The atmosphere of persecution that surrounds the climate change debate is evidence of a particularly insidious cultural phenomenon. This is ‘groupthink’, and it has facilitated some of the grisliest atrocities in human history.
Christopher Booker, in his new report Global Warming: A Case Study in Groupthink, shows how the science and politics of climate change are driven by an almost flawless example of classical groupthink.
Booker relies on the work of American psychologist Professor Irving Janis. He identifies from Janis’s work the three rules of groupthink, providing a psychological and scientific identification that goes far beyond merely a dismissal of the shared mind-set of a group of people with whom one does not agree.
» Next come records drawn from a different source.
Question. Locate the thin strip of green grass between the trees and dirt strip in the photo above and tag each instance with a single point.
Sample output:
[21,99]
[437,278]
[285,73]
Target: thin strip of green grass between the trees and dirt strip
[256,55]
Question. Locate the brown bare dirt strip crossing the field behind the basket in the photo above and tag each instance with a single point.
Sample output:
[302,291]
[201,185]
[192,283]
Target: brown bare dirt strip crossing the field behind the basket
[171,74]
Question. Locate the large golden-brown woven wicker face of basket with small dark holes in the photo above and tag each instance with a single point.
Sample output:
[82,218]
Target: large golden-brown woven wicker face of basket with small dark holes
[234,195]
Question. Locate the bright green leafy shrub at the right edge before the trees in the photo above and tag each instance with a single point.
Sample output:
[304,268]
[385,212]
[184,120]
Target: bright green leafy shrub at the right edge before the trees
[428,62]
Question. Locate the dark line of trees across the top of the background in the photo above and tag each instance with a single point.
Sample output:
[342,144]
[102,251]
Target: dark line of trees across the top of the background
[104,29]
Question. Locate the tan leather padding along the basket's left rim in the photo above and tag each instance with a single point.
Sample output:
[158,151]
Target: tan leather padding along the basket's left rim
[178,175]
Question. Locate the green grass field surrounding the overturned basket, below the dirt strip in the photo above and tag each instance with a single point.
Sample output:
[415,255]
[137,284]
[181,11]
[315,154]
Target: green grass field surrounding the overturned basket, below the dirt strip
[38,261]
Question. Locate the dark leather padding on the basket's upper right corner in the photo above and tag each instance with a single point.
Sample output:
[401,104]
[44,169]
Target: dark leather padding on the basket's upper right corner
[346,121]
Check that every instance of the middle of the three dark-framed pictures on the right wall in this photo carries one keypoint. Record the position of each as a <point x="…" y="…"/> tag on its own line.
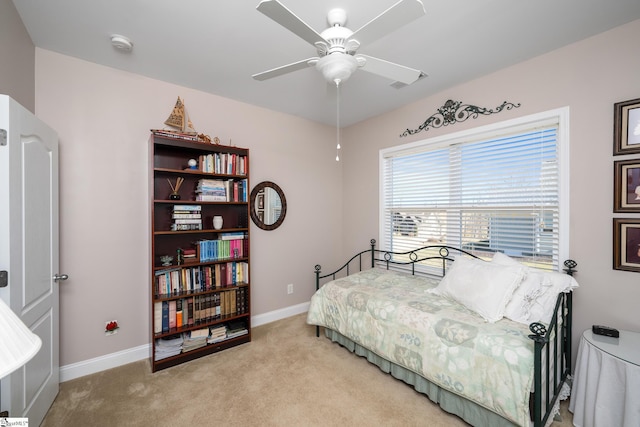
<point x="626" y="186"/>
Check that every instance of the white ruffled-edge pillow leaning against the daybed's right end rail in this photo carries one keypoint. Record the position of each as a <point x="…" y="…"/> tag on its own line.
<point x="535" y="299"/>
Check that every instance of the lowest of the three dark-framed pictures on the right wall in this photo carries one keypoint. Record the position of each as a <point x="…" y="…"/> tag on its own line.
<point x="626" y="244"/>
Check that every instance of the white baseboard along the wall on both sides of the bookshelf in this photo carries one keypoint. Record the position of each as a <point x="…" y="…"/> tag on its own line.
<point x="113" y="360"/>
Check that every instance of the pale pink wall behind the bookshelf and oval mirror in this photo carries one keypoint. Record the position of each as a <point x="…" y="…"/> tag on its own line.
<point x="103" y="117"/>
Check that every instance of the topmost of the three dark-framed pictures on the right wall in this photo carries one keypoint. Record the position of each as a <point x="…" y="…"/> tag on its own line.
<point x="626" y="127"/>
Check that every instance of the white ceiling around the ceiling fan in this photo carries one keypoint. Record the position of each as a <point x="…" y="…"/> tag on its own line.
<point x="216" y="45"/>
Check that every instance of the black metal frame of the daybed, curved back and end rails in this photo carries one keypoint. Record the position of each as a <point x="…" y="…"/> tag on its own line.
<point x="558" y="332"/>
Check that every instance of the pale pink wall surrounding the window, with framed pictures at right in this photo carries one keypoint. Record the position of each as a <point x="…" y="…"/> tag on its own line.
<point x="589" y="77"/>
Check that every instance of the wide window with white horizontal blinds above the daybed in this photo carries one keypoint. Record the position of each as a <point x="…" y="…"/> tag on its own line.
<point x="497" y="188"/>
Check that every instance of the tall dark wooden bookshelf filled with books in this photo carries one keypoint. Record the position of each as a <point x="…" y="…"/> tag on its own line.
<point x="199" y="281"/>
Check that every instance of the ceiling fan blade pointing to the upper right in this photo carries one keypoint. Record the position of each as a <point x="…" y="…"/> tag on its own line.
<point x="391" y="19"/>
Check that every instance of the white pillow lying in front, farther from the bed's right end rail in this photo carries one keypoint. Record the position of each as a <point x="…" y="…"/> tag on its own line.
<point x="481" y="286"/>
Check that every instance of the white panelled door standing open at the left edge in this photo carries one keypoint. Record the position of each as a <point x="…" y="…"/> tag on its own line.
<point x="29" y="253"/>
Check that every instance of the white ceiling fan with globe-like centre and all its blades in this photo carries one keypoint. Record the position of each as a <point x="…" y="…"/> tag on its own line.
<point x="337" y="45"/>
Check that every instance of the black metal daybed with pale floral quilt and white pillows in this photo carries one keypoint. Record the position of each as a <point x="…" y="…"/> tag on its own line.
<point x="456" y="327"/>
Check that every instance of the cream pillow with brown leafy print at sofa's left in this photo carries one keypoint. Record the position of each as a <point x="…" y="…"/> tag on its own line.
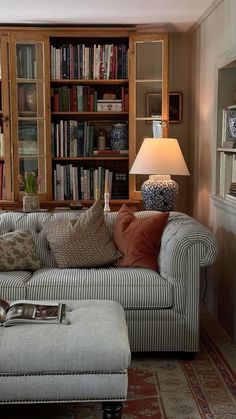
<point x="17" y="252"/>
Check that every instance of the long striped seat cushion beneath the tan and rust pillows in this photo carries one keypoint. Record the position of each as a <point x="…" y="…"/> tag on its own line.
<point x="134" y="288"/>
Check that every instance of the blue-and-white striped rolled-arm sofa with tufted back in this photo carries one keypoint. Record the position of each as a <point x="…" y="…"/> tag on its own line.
<point x="162" y="309"/>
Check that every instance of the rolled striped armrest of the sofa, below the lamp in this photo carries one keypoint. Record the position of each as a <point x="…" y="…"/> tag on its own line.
<point x="185" y="247"/>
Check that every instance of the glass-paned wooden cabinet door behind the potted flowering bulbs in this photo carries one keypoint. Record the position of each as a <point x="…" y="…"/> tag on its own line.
<point x="30" y="128"/>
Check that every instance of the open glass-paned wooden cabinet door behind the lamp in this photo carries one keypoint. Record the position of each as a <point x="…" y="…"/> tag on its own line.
<point x="149" y="95"/>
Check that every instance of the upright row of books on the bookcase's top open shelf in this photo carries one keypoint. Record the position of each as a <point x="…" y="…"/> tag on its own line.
<point x="79" y="61"/>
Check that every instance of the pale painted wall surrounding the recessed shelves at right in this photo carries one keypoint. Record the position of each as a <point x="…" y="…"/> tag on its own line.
<point x="212" y="40"/>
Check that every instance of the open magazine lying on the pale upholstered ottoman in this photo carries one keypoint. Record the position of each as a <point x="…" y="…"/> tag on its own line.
<point x="26" y="311"/>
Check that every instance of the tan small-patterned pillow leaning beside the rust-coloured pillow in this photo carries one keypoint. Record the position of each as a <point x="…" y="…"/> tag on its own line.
<point x="83" y="242"/>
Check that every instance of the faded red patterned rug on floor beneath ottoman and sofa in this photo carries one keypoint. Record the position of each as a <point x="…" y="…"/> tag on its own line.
<point x="162" y="386"/>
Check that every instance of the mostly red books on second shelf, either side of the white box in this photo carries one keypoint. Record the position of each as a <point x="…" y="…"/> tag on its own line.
<point x="77" y="98"/>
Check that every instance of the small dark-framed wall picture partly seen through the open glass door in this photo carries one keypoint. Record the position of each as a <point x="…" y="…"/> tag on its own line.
<point x="154" y="107"/>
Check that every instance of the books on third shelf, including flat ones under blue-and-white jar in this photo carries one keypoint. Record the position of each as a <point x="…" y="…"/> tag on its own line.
<point x="77" y="139"/>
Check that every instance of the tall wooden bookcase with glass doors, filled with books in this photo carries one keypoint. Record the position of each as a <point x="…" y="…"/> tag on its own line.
<point x="56" y="79"/>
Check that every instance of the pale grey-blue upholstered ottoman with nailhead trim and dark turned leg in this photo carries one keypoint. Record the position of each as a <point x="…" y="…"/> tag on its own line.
<point x="85" y="360"/>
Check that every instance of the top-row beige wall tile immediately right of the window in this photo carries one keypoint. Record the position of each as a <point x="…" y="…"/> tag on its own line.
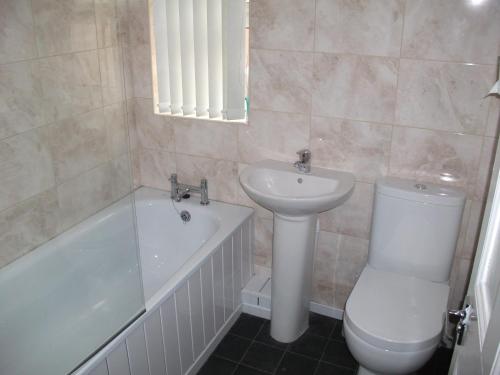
<point x="282" y="24"/>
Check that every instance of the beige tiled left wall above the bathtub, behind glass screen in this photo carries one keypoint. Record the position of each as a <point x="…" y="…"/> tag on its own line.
<point x="64" y="145"/>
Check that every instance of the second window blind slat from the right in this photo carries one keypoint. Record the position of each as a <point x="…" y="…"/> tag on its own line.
<point x="215" y="76"/>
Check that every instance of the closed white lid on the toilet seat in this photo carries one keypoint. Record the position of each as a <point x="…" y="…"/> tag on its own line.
<point x="396" y="312"/>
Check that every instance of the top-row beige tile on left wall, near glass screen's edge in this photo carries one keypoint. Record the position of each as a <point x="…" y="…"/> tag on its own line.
<point x="106" y="23"/>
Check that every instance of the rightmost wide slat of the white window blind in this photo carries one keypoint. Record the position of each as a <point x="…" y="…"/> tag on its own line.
<point x="234" y="59"/>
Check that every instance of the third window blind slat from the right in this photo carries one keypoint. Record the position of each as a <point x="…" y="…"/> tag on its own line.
<point x="201" y="56"/>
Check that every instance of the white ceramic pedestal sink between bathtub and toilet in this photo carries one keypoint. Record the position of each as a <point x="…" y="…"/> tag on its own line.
<point x="296" y="199"/>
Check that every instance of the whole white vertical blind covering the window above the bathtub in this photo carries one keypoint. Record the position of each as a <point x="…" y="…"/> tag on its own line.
<point x="199" y="57"/>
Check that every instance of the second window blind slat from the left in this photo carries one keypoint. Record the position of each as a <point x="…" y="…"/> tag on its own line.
<point x="174" y="55"/>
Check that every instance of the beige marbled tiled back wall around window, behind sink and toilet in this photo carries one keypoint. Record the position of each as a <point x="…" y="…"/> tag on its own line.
<point x="375" y="87"/>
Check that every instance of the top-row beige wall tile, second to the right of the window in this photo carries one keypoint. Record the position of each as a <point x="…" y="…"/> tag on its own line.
<point x="371" y="27"/>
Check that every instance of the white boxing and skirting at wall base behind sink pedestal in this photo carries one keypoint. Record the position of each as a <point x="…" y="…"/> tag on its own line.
<point x="256" y="300"/>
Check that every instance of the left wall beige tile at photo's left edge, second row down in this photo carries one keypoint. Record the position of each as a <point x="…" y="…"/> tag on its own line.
<point x="21" y="106"/>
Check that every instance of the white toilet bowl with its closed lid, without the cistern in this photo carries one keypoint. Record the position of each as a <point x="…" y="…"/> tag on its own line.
<point x="396" y="329"/>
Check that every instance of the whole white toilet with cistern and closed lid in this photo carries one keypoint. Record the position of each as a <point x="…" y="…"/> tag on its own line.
<point x="394" y="316"/>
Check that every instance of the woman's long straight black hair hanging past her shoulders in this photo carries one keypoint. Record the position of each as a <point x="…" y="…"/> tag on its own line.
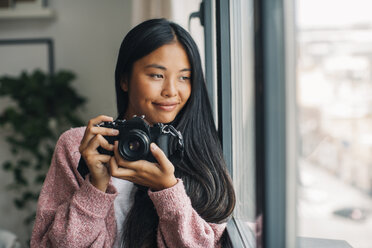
<point x="203" y="169"/>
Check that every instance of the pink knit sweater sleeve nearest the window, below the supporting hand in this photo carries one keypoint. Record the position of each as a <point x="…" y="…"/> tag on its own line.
<point x="179" y="223"/>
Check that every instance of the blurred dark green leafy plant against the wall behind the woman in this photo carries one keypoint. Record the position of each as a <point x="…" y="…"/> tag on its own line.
<point x="40" y="108"/>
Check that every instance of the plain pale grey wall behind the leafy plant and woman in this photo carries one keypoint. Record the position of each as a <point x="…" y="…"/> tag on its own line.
<point x="87" y="35"/>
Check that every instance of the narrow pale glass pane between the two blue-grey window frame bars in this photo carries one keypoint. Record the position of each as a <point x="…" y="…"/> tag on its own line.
<point x="242" y="83"/>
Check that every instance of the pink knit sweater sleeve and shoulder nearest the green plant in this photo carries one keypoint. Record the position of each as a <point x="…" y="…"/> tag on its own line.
<point x="71" y="212"/>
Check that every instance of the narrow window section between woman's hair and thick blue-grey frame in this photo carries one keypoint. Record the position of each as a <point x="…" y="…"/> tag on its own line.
<point x="235" y="76"/>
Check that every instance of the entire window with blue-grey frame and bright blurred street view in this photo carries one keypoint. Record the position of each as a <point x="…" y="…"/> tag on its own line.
<point x="298" y="94"/>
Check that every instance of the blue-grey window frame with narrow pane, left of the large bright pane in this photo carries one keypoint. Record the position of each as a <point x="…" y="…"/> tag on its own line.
<point x="252" y="74"/>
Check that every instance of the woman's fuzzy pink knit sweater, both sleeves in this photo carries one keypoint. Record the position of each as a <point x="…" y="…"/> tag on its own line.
<point x="73" y="213"/>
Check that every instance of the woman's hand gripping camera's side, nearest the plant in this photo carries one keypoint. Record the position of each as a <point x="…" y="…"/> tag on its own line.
<point x="96" y="162"/>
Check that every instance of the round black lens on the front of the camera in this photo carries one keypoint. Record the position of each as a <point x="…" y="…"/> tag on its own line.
<point x="134" y="145"/>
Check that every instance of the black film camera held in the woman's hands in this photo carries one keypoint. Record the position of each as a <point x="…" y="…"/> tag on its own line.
<point x="136" y="135"/>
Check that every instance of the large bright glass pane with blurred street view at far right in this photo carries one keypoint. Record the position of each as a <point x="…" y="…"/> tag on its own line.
<point x="334" y="87"/>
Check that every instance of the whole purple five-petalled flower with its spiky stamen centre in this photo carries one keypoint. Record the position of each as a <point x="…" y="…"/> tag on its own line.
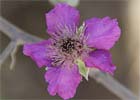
<point x="90" y="43"/>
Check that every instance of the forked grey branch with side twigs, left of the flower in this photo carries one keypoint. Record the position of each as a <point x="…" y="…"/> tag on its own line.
<point x="17" y="36"/>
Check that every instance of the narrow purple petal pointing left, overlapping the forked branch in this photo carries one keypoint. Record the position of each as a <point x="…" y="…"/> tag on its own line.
<point x="38" y="52"/>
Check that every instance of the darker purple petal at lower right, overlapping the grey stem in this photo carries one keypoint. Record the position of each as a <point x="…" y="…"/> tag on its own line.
<point x="100" y="59"/>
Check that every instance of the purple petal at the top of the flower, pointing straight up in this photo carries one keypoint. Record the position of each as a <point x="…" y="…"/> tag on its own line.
<point x="62" y="19"/>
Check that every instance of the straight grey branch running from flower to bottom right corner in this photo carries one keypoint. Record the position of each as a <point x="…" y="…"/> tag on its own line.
<point x="113" y="85"/>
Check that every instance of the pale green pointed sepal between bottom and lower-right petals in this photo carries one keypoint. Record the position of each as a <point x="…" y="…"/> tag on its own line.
<point x="82" y="68"/>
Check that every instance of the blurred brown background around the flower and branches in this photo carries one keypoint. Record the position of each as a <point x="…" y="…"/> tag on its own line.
<point x="26" y="80"/>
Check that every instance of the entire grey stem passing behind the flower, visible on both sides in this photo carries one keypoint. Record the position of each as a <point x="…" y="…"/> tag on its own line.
<point x="16" y="35"/>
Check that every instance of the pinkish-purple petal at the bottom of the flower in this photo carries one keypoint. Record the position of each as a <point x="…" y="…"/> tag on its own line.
<point x="63" y="80"/>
The first of these rules is that people come to share a belief system that is in some way not properly based in reality. When it comes to climate change, this is clear to see in the way so-called ‘climate-models’ have been deployed. Despite mixed trends in observational data, elaborate predictions are given undue status. They are described as foretelling a global catastrophe.
Asking people about climate change, they often paint very gloomy scenarios that go way beyond consensus scientific predictions. These predictions, in fact, are far less frightening than people have been led to believe.
It’s as if there is a competition to appear more alarmed about climate change than the next person, and to call for ever greater punishment of those supposedly harming the planet. Alternative strategies to decarbonisation are not properly considered because they don’t fulfil this need to punish.
If this all sounds too much like a conspiracy theory, ask yourself whether you believe the following claims: at the global level, flooding has not got worse as temperatures have warmed, tropical cyclones have not increased in frequency and there have been no reliable observed trends in drought or dryness.
These are all findings of the IPCC’s latest assessment report, and represent the scientific consensus on climate change. If you have been particularly alarmed by climate change until now, they may come as a surprise. The lack of awareness of these findings must stem from the fact that they do not fit into the doom and gloom narrative that is repeated every day.
The second of the rules of groupthink is that precisely because the shared view cannot be subjected to external proof, its authority needs to be reinforced by elevating it into a ‘consensus’. Appeals to authority have become the primary rhetorical tool to ensure conformity and justify quite extraordinary political decisions.
The ‘decarbonisation’ agenda, inherent in the Paris climate agreement, is frequently defended in such a way. But even if one takes the very worst-case scenarios at face value, it does not follow that reducing emissions is the most rational response. Consider how many of the consequences of climate change are locked in by our emissions to date, and that even if we succeed in peaking global emissions by 2040 instead of 2080, the difference in sea level rise would be just 1cm by the end of the century, and the difference in temperature just 0.4 deg C. Again, all this is according to the IPCC.
The Paris commitments are not expected to achieve even this paltry objective. So we are sleepwalking into wasting trillions of dollars annually to achieve no discernible change in the climate. The human cost of the resulting lost growth is staggering, and it will make people less able to adapt to a changing climate. This didn’t stop President Obama describing the decision to leave the Paris Agreement as ‘reject[ing] the future’.
A debate about these policies is hugely important, but it has been squeezed to the sidelines because politicians are so afraid to challenge a powerful consensus.
The third rule is that those who do not go along with the consensus are demonised and vilified. The most obvious example of this is the way that those who challenge either the political or scientific consensus on climate change are described as ‘deniers’, evoking a parallel with Holocaust denial. Those who accept the theory of anthropogenic climate change but reject the decarbonisation agenda are also included as ‘deniers’. These comparisons are disgraceful, and so-called ‘deniers’ have all manner of derogatory epithets thrown their way. This all has a chilling effect on both free speech and on the dialectic approach that is so essential for robust scientific enquiry and political decision-making.
The Postmodern convictions of our academic establishment and cultural elite have left us hopelessly exposed to this extraordinary paranoia. But there is light at the end of the tunnel, and we can be guided there by using our rational faculties. Ideas supported by groupthink have always eventually collapsed under the weight of their own contradictions.
As Booker puts it in his conclusion:
‘Every South Sea Bubble ends in a crash. Every form of Groupthink eventually has its day. This is invariably what happens when human beings get carried along by the crowd, simply because they have lost the urge or ability to think for themselves.’
Global Warming: A Case Study in Groupthink is published by the Global Warming Policy Foundation.